浅田 もっと研究されてもいい戦争ですね。

世代で変わる戦争観

 小川 スケール感なしで始まった日中戦争もさることながら、子供の頃から「なんで、勝てるわけないのにアメリカと戦争したんだろう」というのが不思議だったんです。太平洋戦争について授業で習った時に、小学生の僕でさえアメリカと日本の力の差が分かるのに……と。勝ち負けと戦争の是非は別問題として、素朴に「なぜ?」と。その後、当時の日米の立ち位置や国際情勢を勉強して、現代の僕らの判断基準とは違うことは理解しつつ、大人になっても根本的には「なぜ?」と思い続けています。

 自分だけでなく親も戦後生まれで、物心ついた時にはアメリカが世界トップの国だった。そういう僕らの世代にとっては「なぜ?」が第二次世界大戦に対する当然の反応だと思うんです。だから今、戦争を書くのであれば、「なぜ、あのアメリカと日本は戦争をしたのか?」「なぜ、あの広い中国に戦争を仕掛けたのか?」ということを、ある程度納得できる形で提示すべきだ――というのが僕の作家としての考えです。

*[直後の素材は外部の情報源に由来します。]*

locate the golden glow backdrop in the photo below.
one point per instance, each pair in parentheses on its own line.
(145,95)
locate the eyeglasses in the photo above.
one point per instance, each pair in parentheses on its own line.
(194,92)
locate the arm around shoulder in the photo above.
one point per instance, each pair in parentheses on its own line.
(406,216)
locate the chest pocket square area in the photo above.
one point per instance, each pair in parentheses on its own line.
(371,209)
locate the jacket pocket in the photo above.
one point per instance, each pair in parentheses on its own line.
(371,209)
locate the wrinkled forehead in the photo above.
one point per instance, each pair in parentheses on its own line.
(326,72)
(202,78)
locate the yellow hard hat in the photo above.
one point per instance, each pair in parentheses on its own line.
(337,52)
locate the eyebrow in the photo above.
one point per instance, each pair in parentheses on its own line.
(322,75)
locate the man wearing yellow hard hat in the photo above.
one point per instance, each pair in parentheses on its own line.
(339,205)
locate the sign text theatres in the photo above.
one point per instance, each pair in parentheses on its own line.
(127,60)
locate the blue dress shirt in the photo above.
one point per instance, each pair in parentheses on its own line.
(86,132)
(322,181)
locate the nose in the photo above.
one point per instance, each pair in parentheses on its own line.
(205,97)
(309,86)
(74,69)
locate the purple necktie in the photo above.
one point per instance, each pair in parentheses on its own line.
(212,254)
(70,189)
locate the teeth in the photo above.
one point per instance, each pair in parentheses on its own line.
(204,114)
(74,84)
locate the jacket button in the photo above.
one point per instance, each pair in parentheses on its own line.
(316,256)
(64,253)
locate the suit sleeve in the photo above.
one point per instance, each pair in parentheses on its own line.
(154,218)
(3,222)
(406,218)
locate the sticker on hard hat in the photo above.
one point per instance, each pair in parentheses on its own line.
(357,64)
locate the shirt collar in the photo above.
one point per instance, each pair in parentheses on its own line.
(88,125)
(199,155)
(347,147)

 浅田 戦争観というのは時代により激変してきました。日清戦争、日露戦争はもちろん、太平洋戦争開戦時ですら、“戦争の決着”というものがあれほど壊滅的なことになるとは誰も想像していなかったでしょう。それまでの戦争は適当なところで和平を結び、あとは外交交渉に持ち込むというのが定石だったわけですから。しかし科学が進歩すれば兵器も威力が増して悲惨な結果になるということを、せめて軍人は予測すべきだった。地図を理解していなかったことといい、日本に科学的先見性がなかったことが「なぜ?」に対するひとつの答となるでしょうね。

 ところで、小川さんのお父さんは僕と同じくらいのお年ですか?

 小川 おそらく。父は戦後生まれ、祖父は学徒動員の世代です。

 浅田 僕は小川さんとは一世代違いますが、戦争の記憶がダイレクトにあるか否かというのはやはり大きい。昭和26年東京生まれだと、焼野原を見た覚えはありませんから。戦争観も、戦争体験のある親世代よりはむしろ小川さんの世代に似ています。